Written February 22, 2015

Strata + Hadoop World 2015 - Conference or Trade Show?

Fresh off the plane from a few days at Strata + Hadoop World, I thought I’d draft a quick wrap up of the conference trade show. This being my first attendance, expectations were quite high and I was unfortunately left frustrated and a bit disappointed.

The event was held at the San Jose Convention Center and despite the buildings timid facade, the interior boasts a sprawling labyrinth of meeting rooms, public spaces and hidden hallways. The organizers did well to provide plenty of workspace, conspicuous power and some of the best wifi I have experienced at a gathering of this size. From a technical execution standpoint, the only blemish was sparse catering between scheduled breaks. Finding a cup of coffee to prop yourself up during the extended afternoon sessions was an effort better fit for a scavenger hunt. That said, the catering, when it was around, was on point with a fair diversity of offerings and a pleasant staff.

Not unlike other gatherings of this size, the event pivoted around a sizable expo hall with plenty of variety on display. During Wednesday’s expo crawl, I found everything from two to three person startups to traditional enterprise integration firms to the multinationals; most all with polished pitches aimed at the myriad of personalities and business roles present.

I zig-zagged my way through a sea of drones, “Bacon Scientist” t-shirts and overly caffeinated sales professionals and was struck by a rather horrifying realization - nearly every third vendor was brandishing demos about how their SQL/ACID transaction solution for Hadoop was “the fastest” or “the only”.
While many vendors are claiming that SQL will ultimately bring the masses to Hadoop, I worry that this very useful but still corner case capability for the platform has reached snake oil status. More on this topic in my next post.

The crawl ended at a modest 6:30pm leaving out-of-towners to fend for themselves that evening. As is often the case on the road, Twitter saved a boring evening of hotel room email when Alistair Croll tipped me off to an event hosted by The Hive. The meet and greet sandwiched a panel talk skillfully hosted by Alistair with Oscar Celma of Pandora, Jennifer Kennedy of SoundHound and Dr. Douglas Eck of Google’s Play Music.
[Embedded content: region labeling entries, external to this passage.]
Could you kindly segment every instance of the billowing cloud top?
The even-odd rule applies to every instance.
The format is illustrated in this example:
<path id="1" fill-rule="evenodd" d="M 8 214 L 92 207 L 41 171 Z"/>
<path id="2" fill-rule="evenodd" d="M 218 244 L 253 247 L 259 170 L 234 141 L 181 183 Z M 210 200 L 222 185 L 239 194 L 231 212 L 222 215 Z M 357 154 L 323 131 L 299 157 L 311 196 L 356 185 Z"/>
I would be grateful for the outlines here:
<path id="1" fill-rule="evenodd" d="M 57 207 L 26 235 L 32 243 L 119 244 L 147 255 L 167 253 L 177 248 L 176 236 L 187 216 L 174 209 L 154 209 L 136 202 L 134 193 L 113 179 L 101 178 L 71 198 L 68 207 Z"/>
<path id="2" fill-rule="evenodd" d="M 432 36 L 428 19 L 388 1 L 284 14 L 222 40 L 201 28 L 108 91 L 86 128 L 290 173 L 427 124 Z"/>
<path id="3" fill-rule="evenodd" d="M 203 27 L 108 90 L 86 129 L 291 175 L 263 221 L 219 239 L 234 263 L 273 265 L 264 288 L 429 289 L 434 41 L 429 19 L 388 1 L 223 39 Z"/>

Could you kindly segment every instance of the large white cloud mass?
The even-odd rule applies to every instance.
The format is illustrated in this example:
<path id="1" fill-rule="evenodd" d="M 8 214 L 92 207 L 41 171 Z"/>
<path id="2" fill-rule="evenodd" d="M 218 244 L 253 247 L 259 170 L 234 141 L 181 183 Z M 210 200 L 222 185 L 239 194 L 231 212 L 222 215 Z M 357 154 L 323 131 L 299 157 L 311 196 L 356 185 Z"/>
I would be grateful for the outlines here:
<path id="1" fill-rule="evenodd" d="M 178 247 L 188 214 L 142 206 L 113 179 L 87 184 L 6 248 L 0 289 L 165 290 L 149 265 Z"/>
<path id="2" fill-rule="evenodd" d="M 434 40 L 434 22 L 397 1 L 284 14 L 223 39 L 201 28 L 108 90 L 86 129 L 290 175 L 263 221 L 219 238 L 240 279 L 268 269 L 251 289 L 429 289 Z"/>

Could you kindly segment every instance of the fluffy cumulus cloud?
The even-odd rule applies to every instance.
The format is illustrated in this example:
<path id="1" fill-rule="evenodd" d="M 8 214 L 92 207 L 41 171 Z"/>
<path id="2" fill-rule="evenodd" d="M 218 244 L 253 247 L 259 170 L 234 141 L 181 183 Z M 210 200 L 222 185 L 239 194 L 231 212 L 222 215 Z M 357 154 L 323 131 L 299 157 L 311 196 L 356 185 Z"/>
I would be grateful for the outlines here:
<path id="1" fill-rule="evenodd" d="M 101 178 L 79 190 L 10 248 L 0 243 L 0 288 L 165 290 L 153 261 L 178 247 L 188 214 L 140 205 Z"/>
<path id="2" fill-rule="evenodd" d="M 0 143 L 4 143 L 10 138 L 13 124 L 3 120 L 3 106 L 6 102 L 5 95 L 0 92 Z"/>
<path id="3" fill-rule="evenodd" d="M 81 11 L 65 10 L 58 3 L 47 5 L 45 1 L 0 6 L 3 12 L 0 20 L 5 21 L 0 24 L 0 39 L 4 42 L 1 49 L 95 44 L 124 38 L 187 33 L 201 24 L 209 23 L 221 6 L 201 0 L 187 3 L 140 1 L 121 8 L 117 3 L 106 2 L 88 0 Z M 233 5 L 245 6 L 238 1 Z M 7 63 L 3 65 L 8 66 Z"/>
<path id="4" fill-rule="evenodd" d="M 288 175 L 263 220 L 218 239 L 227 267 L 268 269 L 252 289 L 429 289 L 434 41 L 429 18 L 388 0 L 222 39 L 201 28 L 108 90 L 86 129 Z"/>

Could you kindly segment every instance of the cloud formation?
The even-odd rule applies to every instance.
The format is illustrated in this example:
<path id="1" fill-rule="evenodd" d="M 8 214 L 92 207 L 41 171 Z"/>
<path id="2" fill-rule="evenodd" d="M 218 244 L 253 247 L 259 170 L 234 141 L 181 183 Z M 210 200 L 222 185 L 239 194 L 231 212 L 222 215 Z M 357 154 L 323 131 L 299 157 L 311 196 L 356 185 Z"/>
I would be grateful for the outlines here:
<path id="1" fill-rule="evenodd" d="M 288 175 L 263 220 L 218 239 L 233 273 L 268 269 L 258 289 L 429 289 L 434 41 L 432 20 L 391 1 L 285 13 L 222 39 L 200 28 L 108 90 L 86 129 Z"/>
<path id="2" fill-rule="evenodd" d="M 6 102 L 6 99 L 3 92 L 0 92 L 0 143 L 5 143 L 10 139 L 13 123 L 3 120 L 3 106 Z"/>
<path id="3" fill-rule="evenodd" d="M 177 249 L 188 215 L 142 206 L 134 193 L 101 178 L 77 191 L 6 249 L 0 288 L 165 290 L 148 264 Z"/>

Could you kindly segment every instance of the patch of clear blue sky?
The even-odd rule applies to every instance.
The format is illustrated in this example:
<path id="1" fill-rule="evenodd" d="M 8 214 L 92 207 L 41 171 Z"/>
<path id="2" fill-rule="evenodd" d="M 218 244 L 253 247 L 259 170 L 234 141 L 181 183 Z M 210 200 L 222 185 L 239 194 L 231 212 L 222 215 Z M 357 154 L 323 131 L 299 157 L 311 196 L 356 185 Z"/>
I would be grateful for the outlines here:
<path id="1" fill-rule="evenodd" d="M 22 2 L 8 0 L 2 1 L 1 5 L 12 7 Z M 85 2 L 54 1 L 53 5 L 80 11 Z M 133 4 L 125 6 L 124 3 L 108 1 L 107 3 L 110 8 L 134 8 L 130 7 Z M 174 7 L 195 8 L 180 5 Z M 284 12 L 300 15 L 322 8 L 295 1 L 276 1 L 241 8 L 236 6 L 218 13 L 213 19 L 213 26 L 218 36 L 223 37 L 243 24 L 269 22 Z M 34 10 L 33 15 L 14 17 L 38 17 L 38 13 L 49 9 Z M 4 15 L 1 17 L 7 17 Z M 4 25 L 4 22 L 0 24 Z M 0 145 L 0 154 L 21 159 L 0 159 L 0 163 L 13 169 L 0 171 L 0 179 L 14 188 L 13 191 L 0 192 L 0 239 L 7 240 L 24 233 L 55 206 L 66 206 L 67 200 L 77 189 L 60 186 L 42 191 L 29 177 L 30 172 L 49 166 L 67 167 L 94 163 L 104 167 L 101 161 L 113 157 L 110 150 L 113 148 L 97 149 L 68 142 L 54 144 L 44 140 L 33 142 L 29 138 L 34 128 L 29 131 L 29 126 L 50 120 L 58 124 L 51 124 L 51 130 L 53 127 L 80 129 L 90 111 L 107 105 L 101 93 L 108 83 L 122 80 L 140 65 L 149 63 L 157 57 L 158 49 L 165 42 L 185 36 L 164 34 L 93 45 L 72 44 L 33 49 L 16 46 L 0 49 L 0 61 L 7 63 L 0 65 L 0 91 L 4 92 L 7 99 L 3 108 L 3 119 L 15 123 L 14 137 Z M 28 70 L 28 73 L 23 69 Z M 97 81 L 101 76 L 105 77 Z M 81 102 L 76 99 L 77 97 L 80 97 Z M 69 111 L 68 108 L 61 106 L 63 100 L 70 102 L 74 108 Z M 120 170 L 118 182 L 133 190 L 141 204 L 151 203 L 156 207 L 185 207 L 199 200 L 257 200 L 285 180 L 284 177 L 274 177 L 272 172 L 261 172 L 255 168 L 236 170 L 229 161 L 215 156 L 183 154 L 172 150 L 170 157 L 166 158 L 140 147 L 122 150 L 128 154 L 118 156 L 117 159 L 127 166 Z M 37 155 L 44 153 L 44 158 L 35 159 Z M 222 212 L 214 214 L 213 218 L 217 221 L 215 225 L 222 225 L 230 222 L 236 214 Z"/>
As is often the case when listening to companies that have direct access to the emotional centers of our brains, I found myself completely enchanted with the possibilities and absolutely terrified for the future. Perhaps the deepest and most unsettling settling insights came late in the evening as Dr. Eck explained the nuances of down voting a piece of music. The overly eager group brandishing libations were lobed a doozie - “How can you tell if someone down voting every song on Coda hates Led Zeppelin or just the album?” Blend the difficulty of that question with the threat of overplaying a beloved artist to a diehard fan and the complexities at hand become apparent. As I stood there, Dr. Eck layered on the deep emotional connection we have to music, the difficulty of sustaining a listener’s emotional state - positive or negative, and the goal of providing a rich and long lasting experience to expose the user to more advertising. I closed out a rather late evening wondering how I would fair against two more days of thought provoking content.

The following morning I found myself sitting in an overly dark room, amongst a sea of dimly lit laptops listening to the keynote addresses. In turn - Cloudera, MemSql, SalesForce, MapR and IBM speakers leveraged identical formats to fill 10-15 minute slots with predictably bold statements about the future of “Big Data”, each culminating with a terse and unashamed pitch for their various products. On the tail of these presentations we encountered a meandering spiel by Dj Patil, the newly appointed US Chief Data Scientist, which included a short but warmly welcomed spot by President Obama. Like papers strewn across a desk, the disjointed talk had clearly been disrupted by Mr. Patil’s recent appointment and, unfortunately, it fell short of the momentum inducing spot it had been positioned for. For those audience members seeking substance and had not yet walked out, two excellent talks punctuated the tail of the keynotes. The information dense, though poorly organized presentation from Solomon Hsiang on “Data-Driven Policy” brought to bear the complexities of interleaving data at global scale and the nervously delivered, but delightful and thought provoking talk from Poppy Crum of Dolby clearly illuminated our susceptibility to sensory augmentation through conflicting information sources. In all, the balance in the keynotes would foreshadow the remainder of the content at Strata + Hadoop World.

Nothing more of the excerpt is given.